Si le détenu n’a aucun revenu, il peut faire constater son insolvabilité. Le parent qui a la charge matérielle de l’enfant peut ainsi demander à la caf le versement de l’Allocation de Soutien Familial (asf), d’environ 85 € par mois, qui se substitue à la pension alimentaire au bout de deux mois d’incarcération du parent redevable de la pension, à qui il ne pourra pas être demandé ultérieurement de restituer les sommes versées.
Union et séparation
le certificat de concubinage
Il peut être utile d’avoir un certificat de concubinage lorsqu’on fait une demande de permis, mais également pour faire valoir des droits auprès de certaines administrations.
Il faut généralement présenter une pièce d’identité et des justificatifs de domicile (quittances de loyer ou d’électricité, par exemple). Il peut être demandé une déclaration de deux témoins que vous choisissez, mais qui ne doivent pas faire partie de votre famille.
Les formalités varient selon les mairies et aucun texte ne les oblige à délivrer ce certificat. Renseignez-vous avant toute démarche auprès de votre mairie.
le Pacte civil de solidarité (PACS)
Le pacs est un contrat conclu par deux personnes majeures, de sexe différent ou de même sexe, pour organiser leur vie commune (Code civil, art. 515-3). Les intéressés doivent faire une déclaration conjointe au greffe du tribunal d’instance dans lequel ils fixent leur résidence commune.
Les détenus se voient donc systématiquement refuser la possibilité de se pacser, soit en raison de leur impossibilité de justifier d’une résidence commune (lorsque l’un des deux est incarcéré), soit en raison de l’impossibilité de reconnaître une prison en tant que résidence commune (lorsque les deux sont incarcérés dans le même établissement).
le mariage
Le droit de se marier est reconnu par la Convention européenne des droits de l’homme (art. 12). Une interdiction de mariage (y compris entre personnes détenues) est théoriquement impossible.
Si le détenu n’obtient pas une permission de sortir* pour se marier en liberté, l’Administration fournit au détenu les justificatifs prouvant la nécessité de faire déplacer l’officier d’état civil, sur réquisition du procureur de la République (CPP, art. d. 424), afin de célébrer le mariage en détention.
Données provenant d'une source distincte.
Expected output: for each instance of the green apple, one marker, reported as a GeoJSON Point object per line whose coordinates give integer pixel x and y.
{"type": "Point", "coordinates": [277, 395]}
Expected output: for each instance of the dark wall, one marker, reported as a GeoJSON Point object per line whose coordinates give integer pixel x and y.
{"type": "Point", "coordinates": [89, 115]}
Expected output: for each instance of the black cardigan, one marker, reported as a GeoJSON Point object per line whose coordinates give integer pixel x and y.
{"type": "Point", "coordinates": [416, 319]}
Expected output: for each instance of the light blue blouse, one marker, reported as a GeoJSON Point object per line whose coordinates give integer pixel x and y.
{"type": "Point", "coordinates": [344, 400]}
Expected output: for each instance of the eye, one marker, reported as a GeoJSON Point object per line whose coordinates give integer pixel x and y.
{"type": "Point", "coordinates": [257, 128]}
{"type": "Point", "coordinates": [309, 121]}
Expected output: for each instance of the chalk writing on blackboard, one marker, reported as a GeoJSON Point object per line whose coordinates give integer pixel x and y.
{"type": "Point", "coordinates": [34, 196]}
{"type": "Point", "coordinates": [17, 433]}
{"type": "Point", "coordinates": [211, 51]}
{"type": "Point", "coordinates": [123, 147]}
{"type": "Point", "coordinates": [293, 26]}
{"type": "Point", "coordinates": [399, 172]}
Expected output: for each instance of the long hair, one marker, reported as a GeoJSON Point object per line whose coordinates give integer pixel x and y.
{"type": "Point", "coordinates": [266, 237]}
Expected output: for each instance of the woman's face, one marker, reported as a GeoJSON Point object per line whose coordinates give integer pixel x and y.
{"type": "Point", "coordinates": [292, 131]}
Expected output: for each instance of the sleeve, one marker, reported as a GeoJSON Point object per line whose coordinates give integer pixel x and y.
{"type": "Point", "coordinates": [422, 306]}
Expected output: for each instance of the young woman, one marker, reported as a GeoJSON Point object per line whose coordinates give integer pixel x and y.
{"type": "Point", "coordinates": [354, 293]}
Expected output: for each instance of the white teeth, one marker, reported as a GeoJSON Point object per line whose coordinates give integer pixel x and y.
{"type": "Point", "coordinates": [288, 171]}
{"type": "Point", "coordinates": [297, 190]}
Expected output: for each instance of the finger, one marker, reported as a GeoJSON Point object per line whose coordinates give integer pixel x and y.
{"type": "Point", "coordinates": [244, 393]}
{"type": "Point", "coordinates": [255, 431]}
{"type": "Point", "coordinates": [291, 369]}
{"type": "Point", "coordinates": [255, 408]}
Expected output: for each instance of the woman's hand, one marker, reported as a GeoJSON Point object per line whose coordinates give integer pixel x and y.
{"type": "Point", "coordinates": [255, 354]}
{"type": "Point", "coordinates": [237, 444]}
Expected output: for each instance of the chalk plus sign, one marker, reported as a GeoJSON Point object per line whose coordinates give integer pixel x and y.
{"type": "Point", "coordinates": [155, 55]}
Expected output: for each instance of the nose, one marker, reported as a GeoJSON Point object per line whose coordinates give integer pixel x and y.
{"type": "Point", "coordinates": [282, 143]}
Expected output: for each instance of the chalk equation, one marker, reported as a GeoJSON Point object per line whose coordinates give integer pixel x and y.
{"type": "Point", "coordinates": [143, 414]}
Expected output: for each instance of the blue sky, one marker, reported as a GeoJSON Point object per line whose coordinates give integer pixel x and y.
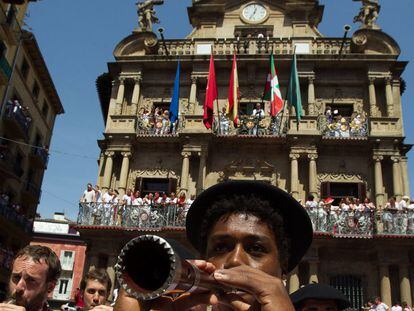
{"type": "Point", "coordinates": [77, 39]}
Le futur époux détenu doit adresser une demande écrite au SPIP. S’il est prévenu, il doit obtenir l’autorisation du juge d’instruction.
Le futur conjoint (en liberté) doit être titulaire d’un permis de visite (permanent ou exceptionnel).
Les témoins sont au nombre de un ou deux par époux. Ils doivent fournir une photocopie d’une pièce d’identité et une lettre précisant leur identité, leur adresse et leur profession. S’ils ne sont pas titulaires d’un permis de visite, ils doivent en obtenir un (permanent ou exceptionnel) de l’autorité compétente. Un codétenu peut également être témoin, et, dans le pire des cas, un cip ou un surveillant aussi.
Ces formalités accomplies, la date et l’heure du mariage sont fixées avec la mairie. Selon les établissements (et surtout selon leur direction), selon la personnalité des futurs époux, le déroulement des mariages diffère. De l’application plus ou moins stricte du règlement dépendent notamment le parloir supplémentaire consécutif à la cérémonie, l’entrée du bouquet de fleurs de la mariée et le permis de visite exceptionnel accordé aux témoins.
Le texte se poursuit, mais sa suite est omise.